Senators Sweeney and Norcross and 20 other legislative Democrats punished for raising cost of benefits
BY TOM HESTER SR.
NEWJERSEYNEWSROOM.COM
The politically powerful state AFL-CIO, a coalition of 40 unions, has voted not to endorse the 8 Democratic state senators and 14 Assembly members, and a lower house Republican, who sided with the GOP in June to hike the cost of health and pension benefits for 550,000 state and local public employees.
The Democrats who have fallen from favor include Senate President Stephen M. Sweeney (D-Gloucester) and Sen. Donald Norcross (D-Camden), both union activists.
The vote not to endorse the so-called Christecrats came at the urging of leaders of the Communications Workers of America and AFSCME who vowed to cause trouble for the 22 Democrats’ re-election efforts after they sided with the Gov. Chris Christie and legislative Republicans to boost the benefits’ costs.
Losing endorsement means those legislators are not likely receive campaign funds direct from the state AFL-CIO’s political fund and any campaign help from coordinated labor volunteers.
Sweeney and Norcross built their political careers as labor activists. They stood together a Trenton hotel meeting room as the endorsement votes were cast on Thursday. But how significant the loss of the endorsement means for them and the other South Jersey Democrats remains to be seen.
Last month, Sweeney, Norcross and the other South Jersey Democratic legislators who were not endorsed by the state AFL-CIO, received the endorsement of the Southern New Jersey AFL-CIO Central Labor Council in a move designed to head off any statewide union action against them.
The Southern New Jersey council’s political committee is comprised of representatives from a cross-section of organized labor, including the public employees, healthcare, industrial, commercial and building trades sectors and endorses candidates from Camden, Gloucester, Salem and Cumberland counties.
The vote not to endorse the 22 Democrats caused half of the some 600 delegates, many of them building and trade union members, storm out of a Trenton hotel conference room, shouting their disapproval.
“I believe I’ve earned the AFL-CIO’s support over 10 years of service,” Sweeney told The Star-ledger before the vote.

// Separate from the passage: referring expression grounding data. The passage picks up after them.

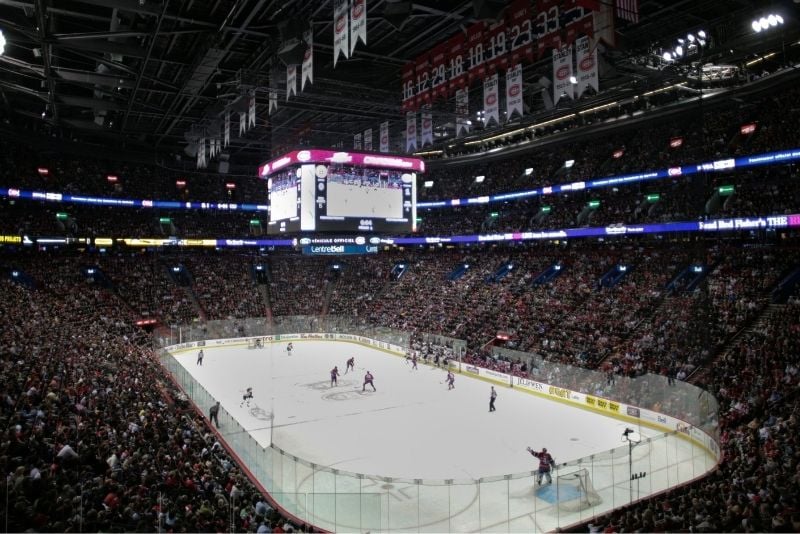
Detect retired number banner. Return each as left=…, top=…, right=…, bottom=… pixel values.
left=506, top=63, right=523, bottom=119
left=379, top=121, right=389, bottom=152
left=552, top=45, right=573, bottom=105
left=483, top=74, right=499, bottom=126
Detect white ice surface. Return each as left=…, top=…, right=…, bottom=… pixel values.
left=180, top=341, right=665, bottom=479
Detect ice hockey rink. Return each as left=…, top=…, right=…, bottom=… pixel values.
left=172, top=340, right=715, bottom=532
left=326, top=182, right=403, bottom=219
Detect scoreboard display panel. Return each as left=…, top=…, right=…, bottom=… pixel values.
left=266, top=169, right=301, bottom=234
left=259, top=150, right=423, bottom=235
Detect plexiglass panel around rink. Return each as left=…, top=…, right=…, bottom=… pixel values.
left=157, top=316, right=720, bottom=532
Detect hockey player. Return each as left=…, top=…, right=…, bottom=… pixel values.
left=287, top=342, right=293, bottom=356
left=330, top=366, right=340, bottom=387
left=196, top=349, right=204, bottom=366
left=345, top=357, right=355, bottom=373
left=447, top=371, right=455, bottom=390
left=489, top=386, right=497, bottom=412
left=526, top=446, right=555, bottom=485
left=362, top=371, right=376, bottom=392
left=411, top=353, right=418, bottom=370
left=240, top=387, right=253, bottom=408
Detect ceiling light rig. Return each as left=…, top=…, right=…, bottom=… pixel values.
left=0, top=28, right=6, bottom=56
left=751, top=14, right=784, bottom=33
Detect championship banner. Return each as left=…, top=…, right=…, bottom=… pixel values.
left=483, top=73, right=499, bottom=126
left=197, top=137, right=206, bottom=169
left=405, top=111, right=417, bottom=153
left=466, top=21, right=486, bottom=83
left=455, top=88, right=470, bottom=137
left=379, top=121, right=389, bottom=152
left=301, top=29, right=314, bottom=91
left=364, top=128, right=372, bottom=151
left=269, top=90, right=277, bottom=115
left=414, top=52, right=431, bottom=108
left=484, top=18, right=508, bottom=75
left=248, top=92, right=256, bottom=128
left=575, top=35, right=598, bottom=97
left=430, top=42, right=449, bottom=100
left=401, top=62, right=416, bottom=111
left=354, top=132, right=362, bottom=150
left=224, top=111, right=230, bottom=147
left=350, top=0, right=366, bottom=54
left=508, top=0, right=534, bottom=65
left=506, top=63, right=523, bottom=119
left=333, top=0, right=349, bottom=67
left=420, top=109, right=433, bottom=147
left=286, top=65, right=297, bottom=101
left=238, top=112, right=246, bottom=136
left=447, top=33, right=467, bottom=94
left=552, top=45, right=574, bottom=105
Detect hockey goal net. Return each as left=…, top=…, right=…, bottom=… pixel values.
left=246, top=338, right=261, bottom=349
left=555, top=468, right=602, bottom=512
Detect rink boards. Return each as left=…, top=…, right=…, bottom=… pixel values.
left=165, top=334, right=720, bottom=532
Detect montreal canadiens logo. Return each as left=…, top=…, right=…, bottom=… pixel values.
left=509, top=84, right=521, bottom=96
left=556, top=66, right=570, bottom=80
left=408, top=125, right=416, bottom=134
left=381, top=136, right=388, bottom=143
left=336, top=15, right=346, bottom=33
left=304, top=48, right=311, bottom=60
left=485, top=94, right=497, bottom=105
left=352, top=0, right=364, bottom=18
left=580, top=57, right=595, bottom=71
left=423, top=119, right=432, bottom=128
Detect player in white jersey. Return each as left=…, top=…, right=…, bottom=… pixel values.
left=286, top=342, right=293, bottom=356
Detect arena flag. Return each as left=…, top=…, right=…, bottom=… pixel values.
left=224, top=111, right=230, bottom=147
left=455, top=87, right=470, bottom=137
left=483, top=73, right=500, bottom=127
left=364, top=128, right=373, bottom=151
left=248, top=91, right=256, bottom=129
left=421, top=109, right=433, bottom=147
left=269, top=90, right=277, bottom=115
left=379, top=120, right=389, bottom=152
left=575, top=36, right=598, bottom=97
left=350, top=0, right=367, bottom=54
left=238, top=112, right=246, bottom=136
left=286, top=65, right=297, bottom=101
left=553, top=45, right=574, bottom=106
left=301, top=29, right=314, bottom=91
left=506, top=63, right=523, bottom=120
left=405, top=111, right=417, bottom=153
left=333, top=0, right=349, bottom=67
left=354, top=132, right=362, bottom=149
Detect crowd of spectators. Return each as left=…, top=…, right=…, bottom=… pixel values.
left=0, top=257, right=310, bottom=532
left=2, top=238, right=800, bottom=531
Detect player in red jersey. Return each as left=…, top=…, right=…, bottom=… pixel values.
left=447, top=371, right=455, bottom=390
left=526, top=446, right=555, bottom=485
left=362, top=371, right=376, bottom=392
left=330, top=366, right=340, bottom=387
left=345, top=357, right=355, bottom=373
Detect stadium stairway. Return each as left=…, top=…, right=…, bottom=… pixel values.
left=594, top=290, right=673, bottom=370
left=688, top=303, right=785, bottom=387
left=259, top=285, right=273, bottom=325
left=185, top=285, right=207, bottom=322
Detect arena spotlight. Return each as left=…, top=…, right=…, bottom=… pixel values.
left=474, top=175, right=485, bottom=183
left=697, top=30, right=706, bottom=39
left=0, top=29, right=6, bottom=56
left=569, top=75, right=577, bottom=84
left=674, top=45, right=684, bottom=57
left=752, top=14, right=784, bottom=32
left=423, top=180, right=434, bottom=188
left=662, top=51, right=672, bottom=61
left=524, top=167, right=534, bottom=176
left=564, top=159, right=575, bottom=168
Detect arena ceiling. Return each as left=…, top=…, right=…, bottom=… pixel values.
left=0, top=0, right=796, bottom=165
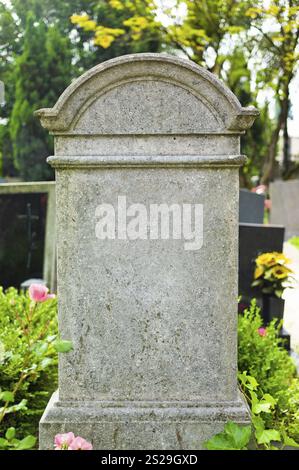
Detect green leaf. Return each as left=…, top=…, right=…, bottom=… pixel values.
left=35, top=342, right=48, bottom=356
left=282, top=431, right=299, bottom=448
left=246, top=376, right=259, bottom=391
left=10, top=399, right=28, bottom=412
left=252, top=402, right=272, bottom=414
left=0, top=391, right=14, bottom=402
left=0, top=399, right=28, bottom=416
left=256, top=429, right=281, bottom=445
left=15, top=435, right=37, bottom=450
left=262, top=394, right=276, bottom=407
left=5, top=427, right=16, bottom=441
left=53, top=339, right=73, bottom=353
left=251, top=414, right=265, bottom=434
left=0, top=438, right=8, bottom=448
left=289, top=236, right=299, bottom=250
left=238, top=372, right=258, bottom=391
left=274, top=290, right=283, bottom=298
left=40, top=357, right=53, bottom=369
left=204, top=433, right=239, bottom=450
left=46, top=334, right=57, bottom=343
left=25, top=363, right=37, bottom=373
left=262, top=287, right=274, bottom=294
left=251, top=391, right=275, bottom=414
left=224, top=421, right=252, bottom=449
left=0, top=341, right=5, bottom=365
left=205, top=422, right=251, bottom=450
left=238, top=371, right=247, bottom=385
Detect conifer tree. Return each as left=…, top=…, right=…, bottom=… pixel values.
left=9, top=13, right=72, bottom=180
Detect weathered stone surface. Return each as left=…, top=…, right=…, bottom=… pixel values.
left=36, top=54, right=258, bottom=133
left=39, top=391, right=250, bottom=450
left=270, top=180, right=299, bottom=240
left=56, top=167, right=239, bottom=403
left=36, top=53, right=257, bottom=449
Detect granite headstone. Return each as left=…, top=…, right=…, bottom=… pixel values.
left=270, top=180, right=299, bottom=240
left=36, top=54, right=258, bottom=449
left=239, top=223, right=285, bottom=303
left=0, top=182, right=56, bottom=291
left=239, top=189, right=265, bottom=224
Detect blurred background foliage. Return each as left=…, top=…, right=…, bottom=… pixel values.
left=0, top=0, right=298, bottom=185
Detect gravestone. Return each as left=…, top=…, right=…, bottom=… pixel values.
left=0, top=182, right=56, bottom=291
left=36, top=54, right=258, bottom=450
left=238, top=223, right=290, bottom=350
left=239, top=189, right=265, bottom=224
left=270, top=180, right=299, bottom=240
left=239, top=223, right=285, bottom=303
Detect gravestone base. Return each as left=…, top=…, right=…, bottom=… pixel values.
left=39, top=391, right=250, bottom=450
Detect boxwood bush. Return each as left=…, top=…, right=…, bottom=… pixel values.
left=238, top=300, right=299, bottom=443
left=0, top=287, right=58, bottom=444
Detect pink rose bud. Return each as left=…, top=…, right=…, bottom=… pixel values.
left=28, top=283, right=56, bottom=303
left=252, top=185, right=267, bottom=195
left=68, top=436, right=93, bottom=450
left=54, top=432, right=75, bottom=450
left=258, top=327, right=267, bottom=337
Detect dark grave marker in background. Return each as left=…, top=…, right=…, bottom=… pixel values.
left=270, top=180, right=299, bottom=240
left=0, top=193, right=46, bottom=288
left=0, top=182, right=56, bottom=290
left=239, top=189, right=265, bottom=224
left=239, top=223, right=285, bottom=303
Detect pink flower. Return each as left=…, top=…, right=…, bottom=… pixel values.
left=68, top=436, right=93, bottom=450
left=28, top=283, right=55, bottom=302
left=265, top=199, right=272, bottom=210
left=252, top=185, right=267, bottom=195
left=258, top=327, right=267, bottom=337
left=54, top=432, right=75, bottom=450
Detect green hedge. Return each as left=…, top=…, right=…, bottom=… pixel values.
left=238, top=300, right=299, bottom=441
left=0, top=287, right=58, bottom=442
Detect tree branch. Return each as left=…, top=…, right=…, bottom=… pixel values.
left=251, top=25, right=281, bottom=53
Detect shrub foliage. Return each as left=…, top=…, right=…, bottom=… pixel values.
left=0, top=287, right=58, bottom=444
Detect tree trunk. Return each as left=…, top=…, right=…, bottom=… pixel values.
left=260, top=113, right=282, bottom=185
left=260, top=96, right=288, bottom=185
left=282, top=98, right=290, bottom=176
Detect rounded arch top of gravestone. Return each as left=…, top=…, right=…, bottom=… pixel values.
left=35, top=53, right=258, bottom=135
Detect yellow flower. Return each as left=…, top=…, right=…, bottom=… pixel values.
left=254, top=266, right=264, bottom=279
left=94, top=34, right=115, bottom=48
left=256, top=251, right=291, bottom=268
left=269, top=265, right=291, bottom=279
left=256, top=253, right=277, bottom=267
left=81, top=20, right=97, bottom=31
left=275, top=253, right=291, bottom=265
left=70, top=14, right=90, bottom=25
left=109, top=0, right=124, bottom=10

He reminded the delegates the coalition had endorsed governors who failed to pay into state pension funds, bringing them close to collapse.
“We got a governor who hates many of the people in this room to agree to make a pension payment,” he said.
Rae Raeder, head of CWA Local 1033, asked the delegated to oppose a Sweeney endorsement. Turning toward Sweeney she said, “I’m turning round to look at the person who stabbed us in the back.”
Hetty Rosenstein, CWA area director, told The Star-Ledger she preferred to view the vote as a positive endorsement of every lawmaker who voted against the pensions and health changes. “It shows it makes a difference to us, what they do,” she said. “Collective bargaining is a red line.”
The state AFL-CIO is comprised of 140 locals from the 40 public employee and private industry unions.
Besides Sweeney and Norcross, the state AFL-CIO did not endorse Senators Jeff Van Drew (D-Cape May), Jim Whelan (D-Atlantic), Fred H. Madden (D-Camden), James Beach (D-Camden), M. Teresa Ruiz (D-Essex), and Brian P. Stack (D-Hudson).